On the other side during that meeting on the evening of Jan. 3 were the top leaders of the Justice Department, who warned Trump that they and other senior officials would resign en masse if he followed through. They received immediate support from another key participant: Pat A. Cipollone, the White House counsel. According to others at the meeting, Cipollone indicated that he and his top deputy, Patrick F. Philbin, would also step down if Trump acted on his plan.
Trump’s proposed plan, Cipollone argued, would be a “murder-suicide pact,” one participant recalled. Only near the end of the nearly three-hour meeting did Trump relent and agree to drop his threat.
Cipollone’s stand that night is among the new details contained in a lengthy interim report prepared by the Senate Judiciary Committee about Trump’s efforts to pressure the Justice Department to do his bidding in the chaotic final weeks of his presidency.
The report draws on documents, emails and testimony from three top Justice Department officials, including the acting attorney general for Trump’s last month in office, Jeffrey A. Rosen; the acting deputy attorney general, Richard P. Donoghue, and Byung J. Pak, who until early January was U.S. attorney in Atlanta. It provides the most complete account yet of Trump’s efforts to push the department to validate election fraud claims that had been disproved by the FBI and state investigators.
The interim report, expected to be released publicly this week, describes how Justice Department officials scrambled to stave off a series of events during a period when Trump was getting advice about blocking certification of the election from a lawyer he had first seen on television and the president’s actions were so unsettling that his top general and the House speaker discussed the nuclear chain of command.

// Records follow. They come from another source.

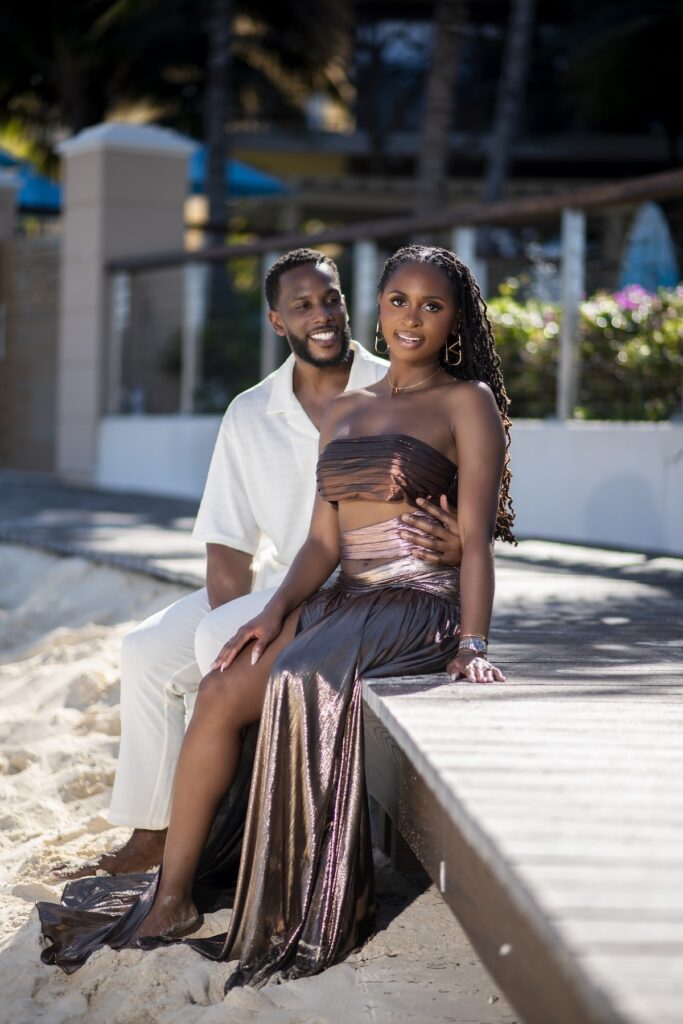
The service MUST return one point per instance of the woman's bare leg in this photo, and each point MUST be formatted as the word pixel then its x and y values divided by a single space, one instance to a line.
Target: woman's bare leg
pixel 225 704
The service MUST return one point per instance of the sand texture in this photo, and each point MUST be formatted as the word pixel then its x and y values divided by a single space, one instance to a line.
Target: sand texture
pixel 60 626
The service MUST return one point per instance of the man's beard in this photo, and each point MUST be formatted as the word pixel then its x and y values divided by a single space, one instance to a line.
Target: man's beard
pixel 300 347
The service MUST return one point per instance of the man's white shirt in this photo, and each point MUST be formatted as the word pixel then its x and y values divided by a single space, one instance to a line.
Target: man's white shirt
pixel 261 484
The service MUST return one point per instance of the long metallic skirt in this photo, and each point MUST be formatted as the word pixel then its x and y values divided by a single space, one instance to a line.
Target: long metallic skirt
pixel 296 818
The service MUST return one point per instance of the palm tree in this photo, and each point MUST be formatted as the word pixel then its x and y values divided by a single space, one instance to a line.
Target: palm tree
pixel 511 85
pixel 450 18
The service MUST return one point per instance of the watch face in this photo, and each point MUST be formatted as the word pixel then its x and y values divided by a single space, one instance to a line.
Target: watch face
pixel 475 644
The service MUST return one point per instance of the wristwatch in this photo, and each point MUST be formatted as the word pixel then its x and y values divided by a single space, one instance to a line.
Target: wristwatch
pixel 476 644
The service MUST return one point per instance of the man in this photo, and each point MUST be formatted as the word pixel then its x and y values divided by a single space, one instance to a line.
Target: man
pixel 253 517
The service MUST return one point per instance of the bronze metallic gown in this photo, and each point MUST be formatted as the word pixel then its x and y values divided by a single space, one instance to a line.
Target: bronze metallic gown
pixel 295 821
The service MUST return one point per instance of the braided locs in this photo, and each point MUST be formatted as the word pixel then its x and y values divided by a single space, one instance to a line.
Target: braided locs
pixel 480 361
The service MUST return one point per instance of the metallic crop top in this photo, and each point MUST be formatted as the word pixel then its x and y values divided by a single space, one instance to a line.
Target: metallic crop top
pixel 385 468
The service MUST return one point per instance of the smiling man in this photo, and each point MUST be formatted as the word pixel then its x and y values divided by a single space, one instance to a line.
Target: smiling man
pixel 254 517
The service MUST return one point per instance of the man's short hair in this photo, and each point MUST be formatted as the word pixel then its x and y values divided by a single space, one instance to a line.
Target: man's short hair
pixel 298 257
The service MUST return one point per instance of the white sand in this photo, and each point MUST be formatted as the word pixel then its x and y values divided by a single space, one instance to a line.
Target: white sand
pixel 60 626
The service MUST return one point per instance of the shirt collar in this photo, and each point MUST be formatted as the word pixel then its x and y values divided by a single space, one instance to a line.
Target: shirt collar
pixel 283 398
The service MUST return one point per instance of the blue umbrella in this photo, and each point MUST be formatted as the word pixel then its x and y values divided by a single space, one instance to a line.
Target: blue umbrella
pixel 241 178
pixel 8 159
pixel 35 192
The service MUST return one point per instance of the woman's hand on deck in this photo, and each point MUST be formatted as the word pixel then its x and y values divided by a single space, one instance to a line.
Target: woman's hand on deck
pixel 474 668
pixel 437 542
pixel 263 629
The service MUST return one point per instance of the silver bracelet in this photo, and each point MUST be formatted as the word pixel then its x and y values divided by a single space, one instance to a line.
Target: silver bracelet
pixel 473 643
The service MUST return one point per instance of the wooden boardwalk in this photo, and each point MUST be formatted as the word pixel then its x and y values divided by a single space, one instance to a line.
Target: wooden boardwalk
pixel 550 809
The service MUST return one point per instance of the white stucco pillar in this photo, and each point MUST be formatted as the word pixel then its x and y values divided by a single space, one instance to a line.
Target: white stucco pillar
pixel 124 192
pixel 8 189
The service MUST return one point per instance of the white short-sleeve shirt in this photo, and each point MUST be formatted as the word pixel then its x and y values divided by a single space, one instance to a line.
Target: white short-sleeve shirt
pixel 261 484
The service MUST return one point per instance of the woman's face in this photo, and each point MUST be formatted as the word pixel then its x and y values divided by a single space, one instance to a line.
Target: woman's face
pixel 417 312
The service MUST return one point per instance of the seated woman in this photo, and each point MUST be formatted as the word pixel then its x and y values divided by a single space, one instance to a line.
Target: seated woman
pixel 436 424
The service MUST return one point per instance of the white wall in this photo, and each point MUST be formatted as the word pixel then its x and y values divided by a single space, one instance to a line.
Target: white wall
pixel 617 484
pixel 156 455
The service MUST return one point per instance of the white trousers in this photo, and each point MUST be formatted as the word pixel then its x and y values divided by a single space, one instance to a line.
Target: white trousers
pixel 163 660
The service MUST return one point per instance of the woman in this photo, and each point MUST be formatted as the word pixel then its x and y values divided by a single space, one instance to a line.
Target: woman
pixel 436 424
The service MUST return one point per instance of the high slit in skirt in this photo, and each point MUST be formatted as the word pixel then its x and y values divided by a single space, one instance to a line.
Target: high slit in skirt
pixel 296 818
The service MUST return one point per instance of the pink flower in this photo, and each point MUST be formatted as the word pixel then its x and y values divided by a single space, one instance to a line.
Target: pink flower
pixel 632 297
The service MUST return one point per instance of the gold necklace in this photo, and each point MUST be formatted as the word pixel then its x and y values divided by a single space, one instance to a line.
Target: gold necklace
pixel 407 387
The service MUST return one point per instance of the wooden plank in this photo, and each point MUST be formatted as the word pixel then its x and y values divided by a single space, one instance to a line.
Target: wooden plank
pixel 516 944
pixel 568 794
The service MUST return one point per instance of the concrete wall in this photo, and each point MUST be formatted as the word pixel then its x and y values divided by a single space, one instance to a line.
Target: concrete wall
pixel 616 484
pixel 619 484
pixel 29 289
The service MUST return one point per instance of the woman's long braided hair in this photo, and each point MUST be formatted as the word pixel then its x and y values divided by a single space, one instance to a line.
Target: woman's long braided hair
pixel 480 361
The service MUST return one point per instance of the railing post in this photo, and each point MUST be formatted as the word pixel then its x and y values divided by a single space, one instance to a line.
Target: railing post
pixel 464 244
pixel 571 293
pixel 194 315
pixel 366 275
pixel 270 343
pixel 120 307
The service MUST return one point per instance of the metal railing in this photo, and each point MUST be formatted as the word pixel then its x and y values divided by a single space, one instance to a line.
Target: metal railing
pixel 176 284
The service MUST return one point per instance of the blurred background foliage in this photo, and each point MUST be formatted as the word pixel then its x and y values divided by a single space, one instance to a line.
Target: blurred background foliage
pixel 631 352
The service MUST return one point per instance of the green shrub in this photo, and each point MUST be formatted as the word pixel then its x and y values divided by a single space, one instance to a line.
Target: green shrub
pixel 631 353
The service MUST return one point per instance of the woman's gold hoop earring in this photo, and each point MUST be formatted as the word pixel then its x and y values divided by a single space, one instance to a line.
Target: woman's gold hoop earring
pixel 378 338
pixel 455 346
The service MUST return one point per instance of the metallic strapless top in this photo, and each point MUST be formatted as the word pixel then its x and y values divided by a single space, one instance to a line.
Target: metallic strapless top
pixel 385 468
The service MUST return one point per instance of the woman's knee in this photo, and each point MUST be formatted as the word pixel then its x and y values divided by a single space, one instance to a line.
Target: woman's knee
pixel 217 700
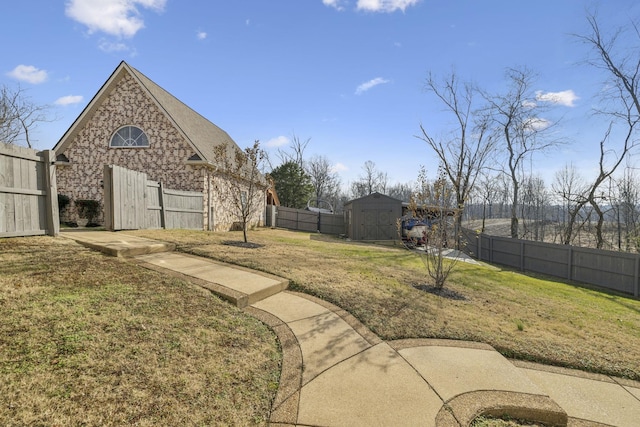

“This report shows the American people just how close we came to a constitutional crisis,” Sen. Richard J. Durbin, D-Ill., and chair of the Senate Judiciary Committee, said in a statement. “Thanks to a number of upstanding Americans in the Department of Justice, Donald Trump was unable to bend the department to his will. But it was not due to a lack of effort.”
Durbin said that he believes the former president, who remains a front-runner for the Republican nomination in 2024, would have “shredded the Constitution to stay in power.”
The report by Durbin’s committee hews closely to previous accounts of the final days of the Trump administration, which led multiple congressional panels and the Justice Department’s watchdog to open investigations.
But, drawing in particular on interviews with Rosen and Donoghue, both of whom were at the Jan. 3 Oval Office meeting, it brings to light new details that underscore the intensity and relentlessness with which Trump pursued his goal of upending the election, and the role that key government officials played in his efforts.
— The report fleshes out the role of Jeffrey Clark, a little-known Justice Department official who participated in multiple conversations with Trump about how to upend the election and who pushed his superiors to send Georgia officials a letter that falsely claimed the Justice Department had identified “significant concerns that may have impacted the outcome of the election.” Trump was weighing whether to replace Rosen with Clark.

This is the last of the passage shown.